All incoming interactions through an interactor port are handled by a service implementing the port interface. This is where all the business logic goes. To store and fetch data, the service makes use of the contracts specified in the repository ports. Therefore, it should be possible to use any kind of implementation of the repository ports. Since this is the business logic heavy part, this is where most of the testing needs to be done. Any interaction with for example a specific type of storage (adapter) is usually mocked while testing.

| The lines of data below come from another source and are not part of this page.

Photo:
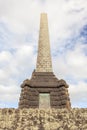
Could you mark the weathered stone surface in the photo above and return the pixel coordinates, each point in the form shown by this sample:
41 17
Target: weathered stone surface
43 119
43 79
44 63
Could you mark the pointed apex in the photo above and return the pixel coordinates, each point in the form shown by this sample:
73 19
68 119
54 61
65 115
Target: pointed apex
44 63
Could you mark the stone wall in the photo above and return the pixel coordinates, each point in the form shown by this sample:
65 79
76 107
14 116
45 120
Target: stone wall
40 119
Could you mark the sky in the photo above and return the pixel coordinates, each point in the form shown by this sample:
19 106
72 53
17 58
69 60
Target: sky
19 32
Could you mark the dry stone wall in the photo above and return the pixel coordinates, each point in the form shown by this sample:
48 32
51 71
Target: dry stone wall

All domain models (e.g. users, orders etc) that are used by the application core component are referred to as entities. Entities are used by services and the interface contracts defined in the ports component.
Ports
This component contains all the contracts between the application and the surrounding adapters (transport layer and infrastructure). They specify the boundary of the application, i.e. what could enter and what could leave. Unlike the adapters the port does not specify how the contract is implemented, e.g. what type of data storage is used.
Adapters
Adapters are the component that implements the ports. These implementations could for example be an API (transport layer) that serves as the interface to the outside world or it could contain code for persisting data in a database (infrastructure). This component should preferably not contain any business logic and therefore only implement very basic operations. There could be multiple adapters per port, for example one adapter implementation could be used for testing and another implementation of the same port could use a real database. The need for testing should be minimal in this component.
Does Hexagonal Architecture solve all structure needs?
No, there is still a lot more that the team needs to decide on when it comes to coding style and overall structure within these components. Our experience was that this didn't pose a big problem and usually it was just a matter of taking a decision between similar options.
This structure enables us to work in parallel on different components (vertically), e.g. an adapter or a service, for the same feature in an efficient way because they only need a shared contract (port). It even helps us to work in parallel on different parts of the feature (horizontally), e.g. add item or update item in multiple components, at the same time. The merge conflicts are usually pretty small and easy to resolve due to the clear structure.
Closing Remarks
Our experience is that this actually solves a lot of challenging problems at Kognic and creates a great developer environment. Our company has a microservice structure for the code that we produce and applying the concepts previously described is a great fit for our infrastructure. If your company also has a microservice infrastructure, this will most likely be really good steps towards a nice developer experience for you as well.